Photo courtesy of www.nationaldaycalendar.com.

Everyone deserves to have something to celebrate or obsess over, but has it been taken a bit too far? It is an ever growing trend of filling in the blanks for every day of the year, making it so that the who year could be a huge party. Years back, when Instagram and Facebook really got going, there wasn’t any sign of such days on the internet. Now you can’t even open a social media app without at least one person explaining that it is National Talk Like Shakespeare Day (not joking, this is an actual day and in case you’re curious it’s April 23).

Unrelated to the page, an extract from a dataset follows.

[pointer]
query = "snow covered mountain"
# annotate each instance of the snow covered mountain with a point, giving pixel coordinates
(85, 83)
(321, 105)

Today, however, is National Bugs Bunny day, and while this may not be the most important thing to celebrate on the 30th of April, not all of these holidays that are created are silly. Along with National Bugs Bunny Day. It is also National Sarcoidosis Day, which is to help spread the awareness of the inflammatory disease that can affect any part of the body inside or out. So with National holidays of such importance, why are there so many silly ones? Well, there are a lot of opinions on why these are created, but almost all come to the conclusion that it is for reasons of promotion. Having something to celebrate often brings in the big bucks for specific companies catering to specific holiday needs.

A lot of these National holidays were made into laws when the U.S. Congress began a bit obsessed with it, beginning in the 1980s. During such time,  1 in every 3 laws were established for something like National Air Traffic Control Day or National Bowling Week (oh yes, they have weeks as well) Soon enough, Congress stopped the obsession of creating National Holiday’s and soon it was up to the general public to keep the strange trend alive.

If you are looking to get your hands on a hard copy of all of the National holiday’s up to date, there is a book called “Chase’s Calendar of Events.” which was started originally as a way for news organizations to keep track of actual holidays, but it changed over time to something more relaxed. Most of the submissions for the book come from advocacy groups and just from people who make them up for fun.

Don’t want to purchase the 752-page book? Well, its easy to research these strange National holidays on the internet and you can even submit your own fun one if you are feeling creative!